Let me remind you that information security experts from all over the world really note a huge surge in fraudulent activity related to COVID-19. For example, RiskIQ analysts reported that in just one day, March 15, 2020, they discovered 13,500 suspicious domains associated with coronavirus. The next day, another 35,000 suspicious domains were discovered, and more than 17,000 domains in two days. Basically, such sites distribute malware or engage in open fraud: sell non-existent vaccines, drugs, tests for coranavirus and so on.

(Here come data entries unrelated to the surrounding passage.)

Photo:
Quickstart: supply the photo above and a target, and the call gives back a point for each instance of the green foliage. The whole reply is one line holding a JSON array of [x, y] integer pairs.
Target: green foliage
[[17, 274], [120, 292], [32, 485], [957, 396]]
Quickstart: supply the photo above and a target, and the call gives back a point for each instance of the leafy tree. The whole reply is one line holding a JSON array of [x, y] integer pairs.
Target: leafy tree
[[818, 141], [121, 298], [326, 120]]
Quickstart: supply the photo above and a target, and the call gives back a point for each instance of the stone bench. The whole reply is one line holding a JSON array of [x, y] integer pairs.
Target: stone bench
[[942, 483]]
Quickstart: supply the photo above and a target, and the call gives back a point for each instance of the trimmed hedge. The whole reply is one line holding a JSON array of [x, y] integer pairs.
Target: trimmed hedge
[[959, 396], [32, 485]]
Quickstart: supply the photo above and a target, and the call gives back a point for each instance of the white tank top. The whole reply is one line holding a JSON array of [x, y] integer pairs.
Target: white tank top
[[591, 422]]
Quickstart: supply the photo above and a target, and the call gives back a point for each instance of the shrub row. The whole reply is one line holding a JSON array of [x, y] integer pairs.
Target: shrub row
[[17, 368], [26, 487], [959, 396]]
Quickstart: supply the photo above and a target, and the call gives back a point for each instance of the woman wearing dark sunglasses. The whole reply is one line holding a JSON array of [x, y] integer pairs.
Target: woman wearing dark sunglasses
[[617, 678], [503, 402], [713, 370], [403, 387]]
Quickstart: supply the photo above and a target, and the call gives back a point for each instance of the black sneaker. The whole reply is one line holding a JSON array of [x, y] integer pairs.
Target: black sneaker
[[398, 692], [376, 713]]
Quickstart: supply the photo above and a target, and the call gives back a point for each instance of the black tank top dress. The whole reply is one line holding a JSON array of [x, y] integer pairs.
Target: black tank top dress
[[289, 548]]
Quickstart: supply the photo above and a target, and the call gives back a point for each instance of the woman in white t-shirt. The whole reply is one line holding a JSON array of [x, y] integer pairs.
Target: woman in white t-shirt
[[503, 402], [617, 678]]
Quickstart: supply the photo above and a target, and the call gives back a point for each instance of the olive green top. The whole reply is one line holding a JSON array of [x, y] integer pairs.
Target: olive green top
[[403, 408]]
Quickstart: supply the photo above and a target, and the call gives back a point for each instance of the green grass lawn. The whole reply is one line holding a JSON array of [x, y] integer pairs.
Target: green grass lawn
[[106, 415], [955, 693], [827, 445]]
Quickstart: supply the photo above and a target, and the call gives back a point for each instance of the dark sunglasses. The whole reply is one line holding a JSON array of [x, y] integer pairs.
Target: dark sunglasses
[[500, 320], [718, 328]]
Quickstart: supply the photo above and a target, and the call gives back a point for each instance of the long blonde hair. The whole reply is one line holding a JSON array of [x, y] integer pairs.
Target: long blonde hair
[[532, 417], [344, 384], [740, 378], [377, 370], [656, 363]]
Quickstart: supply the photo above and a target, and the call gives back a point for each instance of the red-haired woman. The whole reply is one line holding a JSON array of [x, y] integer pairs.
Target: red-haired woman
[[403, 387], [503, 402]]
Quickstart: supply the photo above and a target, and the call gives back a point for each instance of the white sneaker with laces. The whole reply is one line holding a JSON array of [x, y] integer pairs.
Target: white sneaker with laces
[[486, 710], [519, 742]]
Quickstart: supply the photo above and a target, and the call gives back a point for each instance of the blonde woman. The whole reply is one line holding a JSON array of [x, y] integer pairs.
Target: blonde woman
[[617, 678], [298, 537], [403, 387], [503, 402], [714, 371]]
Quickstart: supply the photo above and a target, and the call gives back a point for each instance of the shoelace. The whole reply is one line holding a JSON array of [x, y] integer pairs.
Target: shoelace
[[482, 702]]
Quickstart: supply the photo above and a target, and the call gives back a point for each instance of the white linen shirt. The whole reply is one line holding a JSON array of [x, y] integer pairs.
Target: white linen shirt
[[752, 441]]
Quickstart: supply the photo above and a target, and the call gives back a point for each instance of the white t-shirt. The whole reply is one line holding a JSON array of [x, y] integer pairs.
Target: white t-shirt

James encouraged registrars to take the following countermeasures:
- Automatically and manually check all recently registered domain names associated with the coronavirus;
- create a special channel for authorities and the public through which it will be possible to report fraudsters parasitizing in a pandemic;
- unregister all domain names already registered by fraudsters;
- deploy systems to stop the registration of domains associated with coronavirus;
- deploy systems to block the quick registration of domains associated with coronavirus;
- update the terms of service by adding paragraphs about “tough law enforcement measures” that would follow in the event of the illegal use of such domains.
Journalists of the publication Zdnet received comments from representatives of three of the six companies listed above. The head of Namecheap assured that the company is already working with the authorities to "actively prevent and close any fraudulent or abusive domains and sites associated with COVID-19 and coronavirus." In addition, the registrar forbade the use of these words in the tool to search for free domain names in order to prevent further registration of such domains.
GoDaddy and Endurance, in turn, said they would continue to rely on existing abuse reporting mechanisms. The companies were assured that they already have effective processes and procedures for investigating and promptly responding to notifications of illegal customer activity, including alleged fraud.
Now the question is how quickly domain registrars will respond to abuse reports. For example, according to research In 2018, hosters usually need three days to close a site that violates the rules.
It is also worth mentioning that earlier this week Europol announced that police from more than 90 countries came together to conduct “Operations of Pangea »designed to stop the growing flow of COVID-19 fraud.
The operation was coordinated by Interpol, and one of its stages took place from March 3 to 10, 2020. Law enforcement officers from 90 countries eliminated 37 criminal groups and made 121 arrests. In total, they confiscated potentially dangerous medicines worth 13 million euros (most were painkillers and antibiotics, which were tricked into panicking consumers because of coronavirus). In addition, law enforcement authorities seized about 34,000 fake surgical masks that did not meet the required standards, as well as fake kits for HIV self-testing and glucose testing.
Large online retailers are trying to combat price gouging and fraud on their own and block the distribution of products that claim to be the prevention or treatment of coronavirus. For example, in recent weeks, Amazon has discontinued at least one million of these goods, and currently two people in the USA are under investigation: They bought nearly 18,000 hand sanitizers from Dollar Tree, Walmart, Staples, and Home Depot and tried to sell them at Amazon at overpriced prices.